The Hybrid Vinted Scraping Architecture That Outperforms Pure Browser Crawls
When you scrape Vinted at scale, you quickly hit a wall.
Not a firewall metaphor. A literal one. Datadome. Cloudflare. Aggressive rate limits. Token rotation that invalidates your session mid-crawl. And if you are still running headless Chromium for every single request, you are burning proxy credits and clock cycles for no reason.
After months of iteration — and enough failed runs to fill a datacenter — the architecture that actually works is hybrid: use a real browser only where Vinted forces you to, then switch to lightweight HTTP for the actual data extraction.
This is how Vinted Turbo Scraper implements that hybrid model, what makes it faster than pure-browser approaches, and why the architecture is the real product.
Why Pure Browser Crawling Is a Trap
Most tutorials tell you to fire up Playwright or Puppeteer, navigate to a Vinted search page, scroll endlessly, and extract DOM nodes. This works for five items. It collapses at scale.
Here is why:
| Problem | Browser-Only Impact |
|---|---|
| Proxy cost | Every image, font, and JS asset loads through your proxy. Bandwidth is not free. |
| Memory bloat | Chromium instances chew 200-500MB each. At concurrency 5, you are eating gigabytes. |
| Fingerprint fatigue | Datadome profiles browser behavior. Repeating the same navigation pattern = flag. |
| Session decay | Cookies and tokens expire. A pure browser crawl does not gracefully re-authenticate. |
| Speed ceiling | Rendering a full React-powered catalog page takes 2-5 seconds. Per page. |
A pure browser crawl is not "robust." It is expensive, slow, and detectable.
The insight is simple: Vinted serves catalog data via an internal JSON API. Once you have a valid session cookie, you can query that API directly with HTTP requests. No rendering. No DOM traversal. No asset loading.
The challenge is getting that cookie in the first place.
The Hybrid Model: Browser for Session, HTTP for Extraction
Vinted Turbo Scraper uses a two-phase approach:
- Phase One: Session initialization via Playwright — Navigate to the target catalog page once, let Datadome validate the browser fingerprint, capture cookies, and grab the user agent string.
- Phase Two: HTTP API extraction via got-scraping — Use the captured session to fire lightweight JSON API requests, paginating through results at ~200 items per minute.

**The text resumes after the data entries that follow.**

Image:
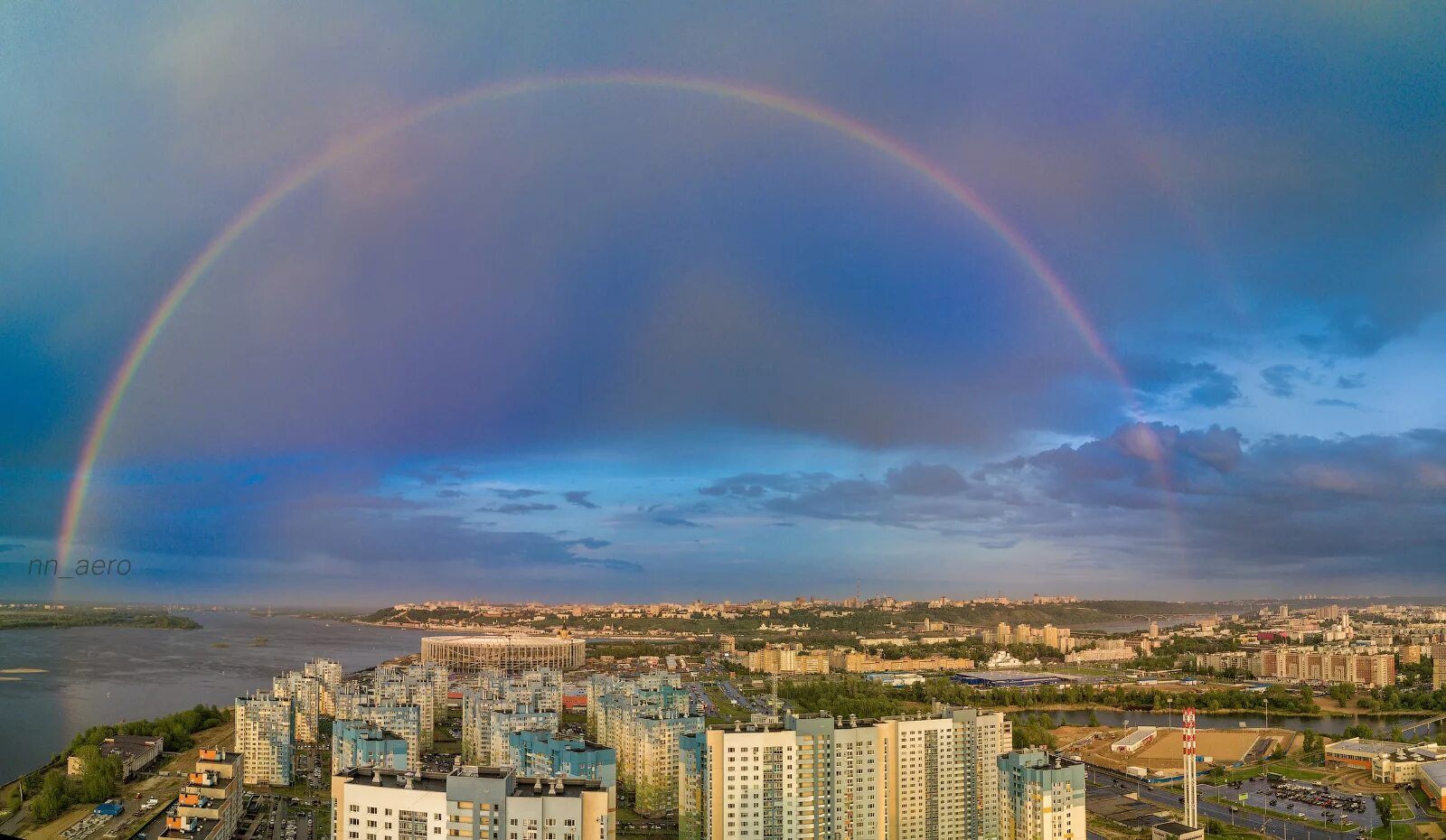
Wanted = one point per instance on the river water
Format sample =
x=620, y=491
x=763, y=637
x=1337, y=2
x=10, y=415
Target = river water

This is not theoretical. Here is how the crawler initialization blocks media assets to keep proxy usage minimal:
preNavigationHooks: [
async ({ page }) => {
await page.route('**/*', (route) => {
const type = route.request().resourceType();
// Block images, media, fonts to save proxy bandwidth
if (['image', 'media', 'font'].includes(type)) {
route.abort().catch(() => {});
} else {
route.continue().catch(() => {});
}
});
}
]
By aborting image and font requests before they hit the proxy, we cut bandwidth consumption by roughly 70%. On metered residential proxies, that translates directly to cost savings.
Translating Vinted Search URLs into API Calls
Vinted search URLs encode filter parameters in query strings: catalog[], brand_id[], size_id[], color_id[], status[], and more.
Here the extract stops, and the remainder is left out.